The Batheaston Art Trail will take place on Saturday 2nd October and Sunday 3rd October between 11.30am and 5.30 each day, and consists of a walking route with stops at some 15 artist studios and St John the Baptist Church with a further eight exhibition spaces.
Also on the trail will be a “Big Draw” drawing event as part of the international Big Draw Festival 2021 ( thebigdraw.org ) which celebrates drawing, creativity and art.
The Batheaston Art Trail is being organised by local artists in conjunction with Grow Batheaston, the community project launched in 2020 to help create a greener, more sustainable way of life. A key part of its remit is to engage the community and establish supportive links within
“Make The Change” is the theme for this year’s Big Draw, emphasising – in tune with Grow Batheaston – ways to reconnect with each other, take action, explore and discover ways to live in balance with the world around us.
Details of the artists and their work can be seen on the Art Trail page on Grow Batheaston’s
website ( growbatheaston.co.uk ).
To walk the trail and see the many exhibitions, visitors can pick up a free leaflet from a shop or café in Batheaston or local venues, and use the map – which is also downloadable from the webpage – to find the art that most appeals. Creative work from paintings, prints and photographs to textiles, ceramics, jewellery and more will be on sale at the different venues at prices to suit all pockets,
and poetry is also on offer.
Ceramic artist Rachel Fixsen said: “Going somewhere, on your own or with others, and following an art trail for a morning or an afternoon is such an amazing experience – you really discover a place and all its little side streets, and then you find out how artists live and work behind so many of those normally closed doors.

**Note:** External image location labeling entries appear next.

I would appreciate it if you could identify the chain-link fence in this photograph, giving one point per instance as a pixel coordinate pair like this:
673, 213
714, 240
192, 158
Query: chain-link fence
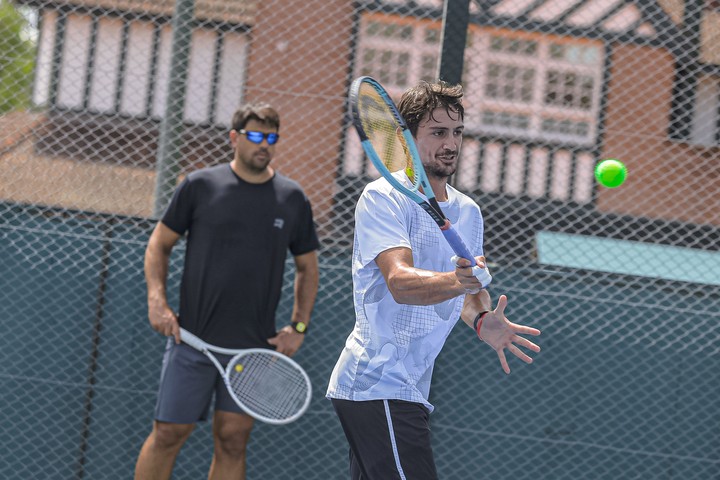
104, 104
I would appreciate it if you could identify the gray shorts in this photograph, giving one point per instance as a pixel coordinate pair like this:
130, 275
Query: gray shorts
188, 382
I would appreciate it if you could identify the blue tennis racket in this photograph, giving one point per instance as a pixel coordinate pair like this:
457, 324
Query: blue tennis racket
389, 145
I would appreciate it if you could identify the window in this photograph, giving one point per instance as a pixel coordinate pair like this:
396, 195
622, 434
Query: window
398, 53
706, 115
533, 87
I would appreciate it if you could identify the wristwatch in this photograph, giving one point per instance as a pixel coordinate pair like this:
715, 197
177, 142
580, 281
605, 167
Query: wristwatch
300, 327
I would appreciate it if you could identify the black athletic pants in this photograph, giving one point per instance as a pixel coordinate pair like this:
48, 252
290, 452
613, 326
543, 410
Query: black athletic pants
389, 439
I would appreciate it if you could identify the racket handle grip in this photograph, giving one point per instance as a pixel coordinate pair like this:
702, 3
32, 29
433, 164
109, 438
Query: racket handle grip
457, 244
459, 247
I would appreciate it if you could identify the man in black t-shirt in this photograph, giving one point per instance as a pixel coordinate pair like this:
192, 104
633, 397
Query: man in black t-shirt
240, 219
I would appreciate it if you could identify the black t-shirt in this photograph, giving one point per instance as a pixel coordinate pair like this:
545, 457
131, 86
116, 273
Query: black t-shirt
238, 237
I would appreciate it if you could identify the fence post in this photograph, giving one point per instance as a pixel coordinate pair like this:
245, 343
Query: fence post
171, 127
456, 15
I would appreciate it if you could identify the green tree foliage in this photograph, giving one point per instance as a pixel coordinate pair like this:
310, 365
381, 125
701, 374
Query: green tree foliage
17, 56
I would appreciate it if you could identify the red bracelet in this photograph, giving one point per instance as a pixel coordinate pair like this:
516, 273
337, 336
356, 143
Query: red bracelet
477, 323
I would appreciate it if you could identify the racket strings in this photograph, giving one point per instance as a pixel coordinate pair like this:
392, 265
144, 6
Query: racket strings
268, 384
384, 131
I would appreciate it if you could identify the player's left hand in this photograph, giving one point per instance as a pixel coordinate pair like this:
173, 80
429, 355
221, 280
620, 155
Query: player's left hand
287, 341
500, 333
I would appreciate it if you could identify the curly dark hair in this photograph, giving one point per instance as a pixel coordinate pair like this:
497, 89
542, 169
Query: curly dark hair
262, 112
425, 97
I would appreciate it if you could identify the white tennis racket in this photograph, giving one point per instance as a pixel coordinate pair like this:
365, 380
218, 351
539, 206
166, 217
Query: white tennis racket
267, 385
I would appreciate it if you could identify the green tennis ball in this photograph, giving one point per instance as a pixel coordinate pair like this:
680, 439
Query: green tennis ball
610, 173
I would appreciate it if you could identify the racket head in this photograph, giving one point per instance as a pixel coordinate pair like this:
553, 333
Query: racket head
383, 132
268, 385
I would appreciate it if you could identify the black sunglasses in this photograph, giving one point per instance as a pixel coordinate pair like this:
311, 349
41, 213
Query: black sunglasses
258, 137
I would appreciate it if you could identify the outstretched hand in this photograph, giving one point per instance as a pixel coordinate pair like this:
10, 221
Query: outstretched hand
500, 333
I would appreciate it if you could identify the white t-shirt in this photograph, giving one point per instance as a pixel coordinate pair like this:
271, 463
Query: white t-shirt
392, 349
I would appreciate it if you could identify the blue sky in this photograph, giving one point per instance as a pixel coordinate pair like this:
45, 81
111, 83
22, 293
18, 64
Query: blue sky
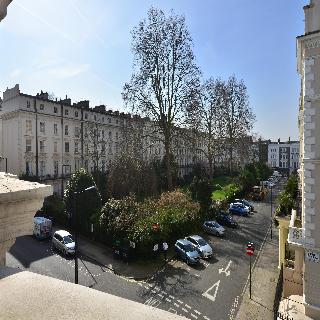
81, 49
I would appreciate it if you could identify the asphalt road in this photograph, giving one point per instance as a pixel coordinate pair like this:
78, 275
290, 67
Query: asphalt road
211, 290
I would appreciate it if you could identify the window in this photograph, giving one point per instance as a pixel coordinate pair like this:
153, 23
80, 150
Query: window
56, 168
28, 126
28, 168
42, 127
76, 147
41, 145
76, 132
42, 168
28, 145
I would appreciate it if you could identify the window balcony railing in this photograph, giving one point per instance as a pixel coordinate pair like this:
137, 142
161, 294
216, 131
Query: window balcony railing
296, 233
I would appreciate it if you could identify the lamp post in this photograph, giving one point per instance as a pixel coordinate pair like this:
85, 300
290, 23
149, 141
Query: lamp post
75, 198
62, 176
6, 163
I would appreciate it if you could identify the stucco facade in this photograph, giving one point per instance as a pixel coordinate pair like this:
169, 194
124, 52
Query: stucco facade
302, 277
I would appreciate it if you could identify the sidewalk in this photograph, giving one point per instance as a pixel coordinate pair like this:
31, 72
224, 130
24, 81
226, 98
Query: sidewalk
103, 255
265, 276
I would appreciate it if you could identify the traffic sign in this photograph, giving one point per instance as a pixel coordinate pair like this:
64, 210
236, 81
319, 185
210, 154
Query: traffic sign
250, 249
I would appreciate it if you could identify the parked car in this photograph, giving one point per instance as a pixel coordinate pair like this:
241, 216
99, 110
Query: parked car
246, 203
63, 241
226, 219
186, 251
239, 208
213, 227
201, 246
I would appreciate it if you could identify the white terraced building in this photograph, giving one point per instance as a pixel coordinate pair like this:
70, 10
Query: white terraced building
52, 138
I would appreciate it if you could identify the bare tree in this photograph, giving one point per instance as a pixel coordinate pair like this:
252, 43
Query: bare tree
236, 116
164, 73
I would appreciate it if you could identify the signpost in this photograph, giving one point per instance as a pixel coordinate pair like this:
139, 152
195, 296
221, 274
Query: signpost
250, 252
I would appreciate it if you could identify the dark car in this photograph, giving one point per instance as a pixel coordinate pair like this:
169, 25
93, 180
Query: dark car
226, 219
246, 203
187, 252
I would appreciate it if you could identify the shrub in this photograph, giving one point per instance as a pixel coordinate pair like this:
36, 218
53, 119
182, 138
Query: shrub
88, 203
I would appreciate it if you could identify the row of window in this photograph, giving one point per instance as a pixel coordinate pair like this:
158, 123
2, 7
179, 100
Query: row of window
76, 113
77, 130
67, 147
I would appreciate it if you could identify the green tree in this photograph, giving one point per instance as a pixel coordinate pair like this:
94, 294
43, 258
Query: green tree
88, 203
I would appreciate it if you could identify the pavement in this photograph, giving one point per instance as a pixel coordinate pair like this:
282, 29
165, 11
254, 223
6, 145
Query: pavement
265, 276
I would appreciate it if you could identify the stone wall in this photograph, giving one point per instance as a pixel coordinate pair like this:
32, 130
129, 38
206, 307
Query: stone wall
19, 201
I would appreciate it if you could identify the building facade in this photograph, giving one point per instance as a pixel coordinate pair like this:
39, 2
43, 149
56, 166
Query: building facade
284, 156
299, 234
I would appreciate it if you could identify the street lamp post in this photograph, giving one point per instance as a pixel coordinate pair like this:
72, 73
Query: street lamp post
6, 159
62, 176
75, 199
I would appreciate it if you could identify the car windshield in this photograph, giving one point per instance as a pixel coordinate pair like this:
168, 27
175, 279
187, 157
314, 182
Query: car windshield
188, 247
67, 239
201, 242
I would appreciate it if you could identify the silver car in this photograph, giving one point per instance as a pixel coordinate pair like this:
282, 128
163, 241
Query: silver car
201, 245
213, 227
63, 241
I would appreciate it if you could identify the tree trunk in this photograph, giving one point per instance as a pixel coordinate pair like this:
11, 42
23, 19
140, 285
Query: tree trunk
168, 162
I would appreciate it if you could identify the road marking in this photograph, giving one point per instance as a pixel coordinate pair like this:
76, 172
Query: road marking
172, 310
208, 295
152, 302
226, 270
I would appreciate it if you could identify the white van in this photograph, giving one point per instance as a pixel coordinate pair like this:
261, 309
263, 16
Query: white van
42, 227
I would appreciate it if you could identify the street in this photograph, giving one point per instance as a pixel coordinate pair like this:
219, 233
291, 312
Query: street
211, 290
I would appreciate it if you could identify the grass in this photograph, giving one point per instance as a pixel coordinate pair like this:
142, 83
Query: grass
226, 183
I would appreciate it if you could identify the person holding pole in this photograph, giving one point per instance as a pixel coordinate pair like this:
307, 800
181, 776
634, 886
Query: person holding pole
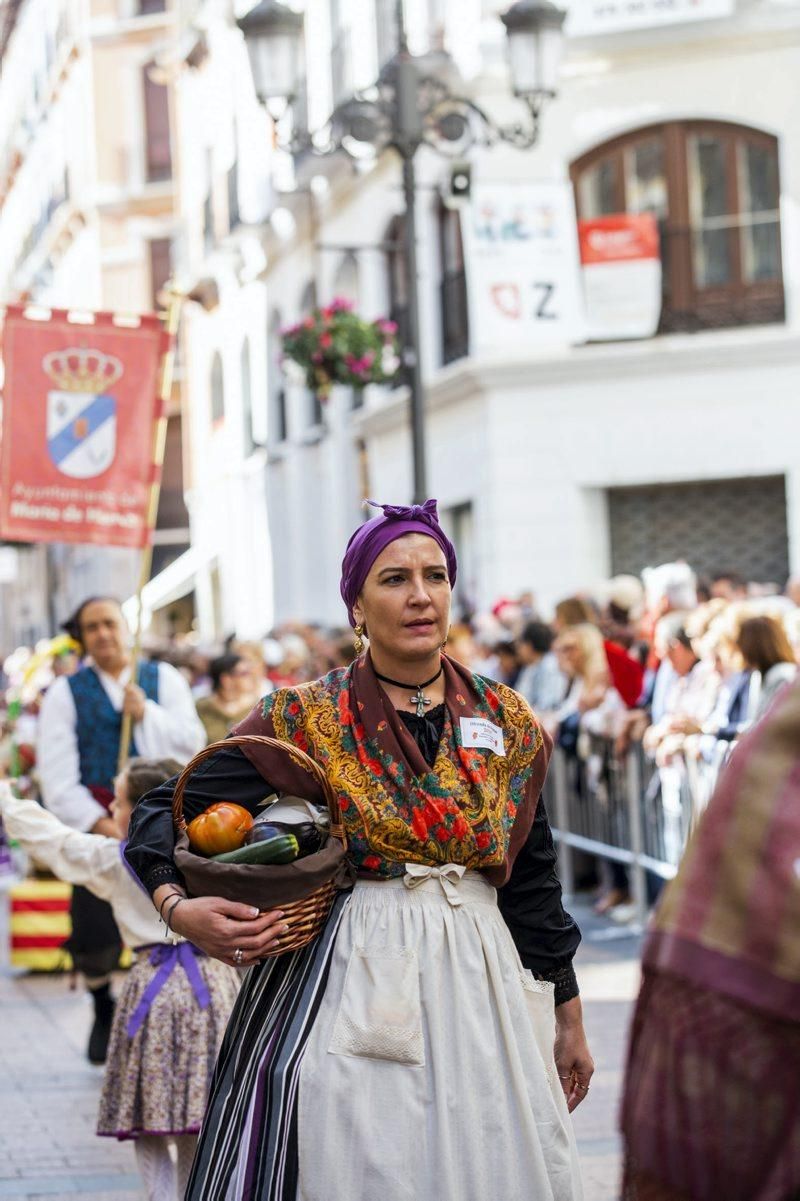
78, 752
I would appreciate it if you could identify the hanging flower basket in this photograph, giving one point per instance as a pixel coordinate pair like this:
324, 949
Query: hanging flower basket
334, 345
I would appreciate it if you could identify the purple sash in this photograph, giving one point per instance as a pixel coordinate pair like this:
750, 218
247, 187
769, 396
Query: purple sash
165, 956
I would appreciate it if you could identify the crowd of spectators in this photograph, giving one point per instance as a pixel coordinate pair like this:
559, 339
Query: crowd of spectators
679, 664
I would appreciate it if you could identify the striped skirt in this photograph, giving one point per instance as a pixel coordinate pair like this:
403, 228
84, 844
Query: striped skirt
404, 1056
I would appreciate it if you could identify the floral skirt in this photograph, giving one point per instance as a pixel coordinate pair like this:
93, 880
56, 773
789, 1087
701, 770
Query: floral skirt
157, 1081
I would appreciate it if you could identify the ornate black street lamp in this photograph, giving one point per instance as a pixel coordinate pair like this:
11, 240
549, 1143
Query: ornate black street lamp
409, 107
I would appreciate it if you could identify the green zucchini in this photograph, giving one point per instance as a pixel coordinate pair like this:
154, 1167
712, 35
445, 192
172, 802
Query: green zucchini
281, 849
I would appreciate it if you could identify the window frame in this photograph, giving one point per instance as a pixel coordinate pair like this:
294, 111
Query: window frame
688, 306
453, 296
216, 390
275, 383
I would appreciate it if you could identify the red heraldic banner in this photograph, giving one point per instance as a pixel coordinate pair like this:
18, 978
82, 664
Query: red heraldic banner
79, 406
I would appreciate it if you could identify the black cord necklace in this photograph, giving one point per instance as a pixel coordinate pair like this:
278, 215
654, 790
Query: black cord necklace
419, 699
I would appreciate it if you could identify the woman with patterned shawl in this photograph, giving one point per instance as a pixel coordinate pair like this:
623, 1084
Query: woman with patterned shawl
415, 1050
711, 1109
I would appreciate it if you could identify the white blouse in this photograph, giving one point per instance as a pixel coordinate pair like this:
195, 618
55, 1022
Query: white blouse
89, 859
168, 729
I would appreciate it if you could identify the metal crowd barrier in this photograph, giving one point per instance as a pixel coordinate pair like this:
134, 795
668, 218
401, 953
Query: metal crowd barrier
624, 810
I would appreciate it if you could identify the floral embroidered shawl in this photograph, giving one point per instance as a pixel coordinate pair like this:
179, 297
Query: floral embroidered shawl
473, 807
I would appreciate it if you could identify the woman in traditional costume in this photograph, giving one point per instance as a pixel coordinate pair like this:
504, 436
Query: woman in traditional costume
412, 1051
711, 1105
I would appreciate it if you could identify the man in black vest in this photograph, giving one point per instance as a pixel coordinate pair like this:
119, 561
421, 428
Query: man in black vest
78, 747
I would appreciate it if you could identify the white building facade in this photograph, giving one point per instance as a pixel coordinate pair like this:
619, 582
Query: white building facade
557, 460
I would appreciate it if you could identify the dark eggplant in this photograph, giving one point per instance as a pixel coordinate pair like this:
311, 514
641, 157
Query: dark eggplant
308, 835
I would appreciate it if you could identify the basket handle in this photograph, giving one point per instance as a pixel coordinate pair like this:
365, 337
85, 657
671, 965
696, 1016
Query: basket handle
238, 740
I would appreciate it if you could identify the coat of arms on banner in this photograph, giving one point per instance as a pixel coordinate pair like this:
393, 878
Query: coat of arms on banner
81, 411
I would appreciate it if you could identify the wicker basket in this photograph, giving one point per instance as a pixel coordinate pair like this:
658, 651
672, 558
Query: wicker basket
304, 890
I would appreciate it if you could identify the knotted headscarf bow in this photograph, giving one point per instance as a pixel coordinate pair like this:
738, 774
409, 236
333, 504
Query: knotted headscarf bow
375, 536
448, 877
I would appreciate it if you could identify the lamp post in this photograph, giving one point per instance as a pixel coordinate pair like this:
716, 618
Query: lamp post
412, 108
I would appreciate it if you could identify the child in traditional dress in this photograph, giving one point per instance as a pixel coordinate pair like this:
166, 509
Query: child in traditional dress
174, 1004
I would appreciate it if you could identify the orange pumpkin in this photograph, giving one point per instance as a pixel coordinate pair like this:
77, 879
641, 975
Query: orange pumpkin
224, 826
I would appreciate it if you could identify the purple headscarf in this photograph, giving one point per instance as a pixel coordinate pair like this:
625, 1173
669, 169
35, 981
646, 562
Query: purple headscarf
374, 536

“We’re doing everything we can to make this first Batheaston Art Trail a success – we’re having a fabulous leaflet and map to make things clear, we’re including a huge variety of all kinds of work, and the Big Draw event gives people the chance to create something themselves too.
“I think this is the start of a new tradition in Batheaston, which could really define us – to ourselves as well as others – as the intensely creative community we are,” Fixsen said.
Venues will be easy to spot, bedecked with purple, white and green bunting – a colour combination referencing the village’s role in the suffragette movement – Eagle House was a refuge for protesters released from prison after hunger strikes from 1909 to 1912.
The trail will also touch the edge of St Catherine’s Valley, and end at the footbridge to the open spaces of the riverside path, and the walled Secret Garden – a good picnic spot.